Правдой является то, что различные способы защиты от ядерного взрыва могут спасти жизнь только, если вы находитесь достаточно далеко от его эпицентра. В непосредственной близости от него все будет превращено в мелкий оплавленный щебень, а любые убежища уничтожены сейсмическими колебаниями.
Кроме того, ядерная атака непременно приведет к разрушению инфраструктуры, панике, развитию инфекционных заболеваний. Подобные явления можно назвать вторичным поражающим фактором ЯО. К еще более тяжелым результатам способен привести ядерный взрыв на атомной электростанции. В этом случае в окружающую среду будут выброшены тонны радиоактивных изотопов, часть из которых имеет длительный период полураспада.
Как показал трагический опыт Хиросимы и Нагасаки, ядерный взрыв не только убивает людей и калечит их тела, но и наносит жертвам сильнейшие психологические травмы. Апокалиптические зрелища постядерного ландшафта, масштабные пожары и разрушения, обилие тел и стоны обугленных умирающих вызывают у человека ни с чем не сравнимые душевные страдания. Многие из переживших кошмар ядерных бомбардировок в будущем так и не смогли избавиться от серьезных разладов психики. В Японии для этой категории придумали специальное название - "Хибакуся".
Атом в мирных целях
Энергия цепной ядерной реакции - это самая мощная сила, доступная сегодня человеку. Неудивительно, что ее попытались приспособить для выполнения мирных задач. Особенно много подобных проектов разрабатывалось в СССР. Из 135 взрывов, проведенных в Советском Союзе с 1965 по 1988 год, 124 относились к "мирным", а остальные были выполнены в интересах военных.

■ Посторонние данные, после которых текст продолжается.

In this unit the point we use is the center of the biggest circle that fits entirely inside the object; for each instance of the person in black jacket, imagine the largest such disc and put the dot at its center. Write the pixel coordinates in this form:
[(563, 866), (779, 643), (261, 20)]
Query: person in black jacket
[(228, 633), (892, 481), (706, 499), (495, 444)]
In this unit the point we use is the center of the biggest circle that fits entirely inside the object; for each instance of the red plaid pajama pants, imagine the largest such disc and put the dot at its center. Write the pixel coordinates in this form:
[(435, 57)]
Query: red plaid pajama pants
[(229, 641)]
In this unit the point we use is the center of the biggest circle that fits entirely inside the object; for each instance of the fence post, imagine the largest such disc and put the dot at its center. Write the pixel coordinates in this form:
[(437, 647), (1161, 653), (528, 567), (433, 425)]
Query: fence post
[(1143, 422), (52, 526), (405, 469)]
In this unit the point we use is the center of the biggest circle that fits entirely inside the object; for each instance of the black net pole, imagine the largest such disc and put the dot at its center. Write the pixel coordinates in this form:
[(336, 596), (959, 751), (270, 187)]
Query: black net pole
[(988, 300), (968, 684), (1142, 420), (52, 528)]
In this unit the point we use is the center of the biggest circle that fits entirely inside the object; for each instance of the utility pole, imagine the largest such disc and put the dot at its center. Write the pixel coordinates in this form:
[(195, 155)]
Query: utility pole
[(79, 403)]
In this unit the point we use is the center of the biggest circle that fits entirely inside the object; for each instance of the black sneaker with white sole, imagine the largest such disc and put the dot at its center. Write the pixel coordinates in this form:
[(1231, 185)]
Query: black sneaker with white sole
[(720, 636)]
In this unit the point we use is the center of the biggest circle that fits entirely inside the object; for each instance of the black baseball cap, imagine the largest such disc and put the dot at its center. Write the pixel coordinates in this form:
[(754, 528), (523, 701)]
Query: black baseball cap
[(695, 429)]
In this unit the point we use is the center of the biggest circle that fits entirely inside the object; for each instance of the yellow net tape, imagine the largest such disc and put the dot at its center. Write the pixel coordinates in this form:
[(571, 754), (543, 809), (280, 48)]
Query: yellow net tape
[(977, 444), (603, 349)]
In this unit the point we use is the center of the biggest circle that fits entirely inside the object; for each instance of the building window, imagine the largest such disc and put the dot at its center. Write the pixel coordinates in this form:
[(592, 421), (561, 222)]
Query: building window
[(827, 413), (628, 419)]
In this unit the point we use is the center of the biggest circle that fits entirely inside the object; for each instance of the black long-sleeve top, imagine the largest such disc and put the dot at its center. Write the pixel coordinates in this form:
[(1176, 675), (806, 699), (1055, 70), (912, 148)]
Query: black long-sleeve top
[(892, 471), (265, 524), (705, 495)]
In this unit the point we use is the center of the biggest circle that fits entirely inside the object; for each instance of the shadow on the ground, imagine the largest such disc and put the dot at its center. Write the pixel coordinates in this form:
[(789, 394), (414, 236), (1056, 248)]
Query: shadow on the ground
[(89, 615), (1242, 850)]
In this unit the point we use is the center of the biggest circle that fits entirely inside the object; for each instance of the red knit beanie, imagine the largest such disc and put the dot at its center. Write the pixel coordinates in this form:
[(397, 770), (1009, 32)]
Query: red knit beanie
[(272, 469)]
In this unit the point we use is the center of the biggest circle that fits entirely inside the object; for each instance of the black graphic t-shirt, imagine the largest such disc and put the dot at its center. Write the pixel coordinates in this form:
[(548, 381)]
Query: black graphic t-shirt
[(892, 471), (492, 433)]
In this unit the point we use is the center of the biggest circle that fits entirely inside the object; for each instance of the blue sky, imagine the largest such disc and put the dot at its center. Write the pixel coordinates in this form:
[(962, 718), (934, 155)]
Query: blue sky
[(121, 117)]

С помощью подземных ядерных взрывов планировали сооружать водохранилища, а также емкости для сберегания природного газа и токсичных отходов. Водоемы, созданные подобным способом, должны были иметь значительную глубину и сравнительно небольшую площадь зеркала, что считалось важным преимуществом.
Их хотели использовать для поворота сибирских рек на юг страны, с их помощью собирались рыть каналы. Правда, для подобных проектов думали пустить в дело небольшие по мощности "чистые" заряды, создать которые так и не получилось.
В СССР разрабатывались десятки проектов подземных ядерных взрывов для добычи полезных ископаемых. Их намеревались использовать для повышения отдачи нефтеносных месторождений. Таким же образом хотели перекрывать аварийные скважины. В Донбассе провели подземный взрыв для удаления метана из угленосных слоев.
Ядерные взрывы послужили и на благо теоретической науки. С их помощью изучалось строение Земли, различные сейсмические процессы, происходящие в ее недрах. Были предложения путем подрыва ЯО бороться с землетрясениями.
Мощь, скрытая в атоме, привлекала не только советских ученых. В США разрабатывался проект космического корабля, тягу которого должна была создавать энергия атома: до реализации дело не дошло.
До сих пор значение советских экспериментов в этой области не оценено по достоинству. Информация о ядерных взрывах в СССР по большей части закрыта, о некоторых подобных проектах мы почти ничего не знаем. Сложно определить их научное значение, а также возможную опасность для окружающей среды.
В последние годы с помощью ЯО планируют бороться с космической угрозой - возможным ударом астероида или кометы.
Ядерное оружие - это самое страшное изобретение человечества, а его взрыв - наиболее "инфернальное" средство уничтожения из всех существующих на земле. Создав его, человечество приблизилось к черте, за которой может быть конец нашей цивилизации. И пускай сегодня нет напряженности Холодной войны, но угроза от этого не стала меньшей.
В наши дни самая большая опасность - это дальнейшее бесконтрольное распространение ядерного оружия. Чем больше государств будут им обладать, тем выше вероятность, что кто-то не выдержит и нажмет пресловутую "красную кнопку". Тем более, что сегодня заполучить бомбу пытаются наиболее агрессивные и маргинальные режимы на планете.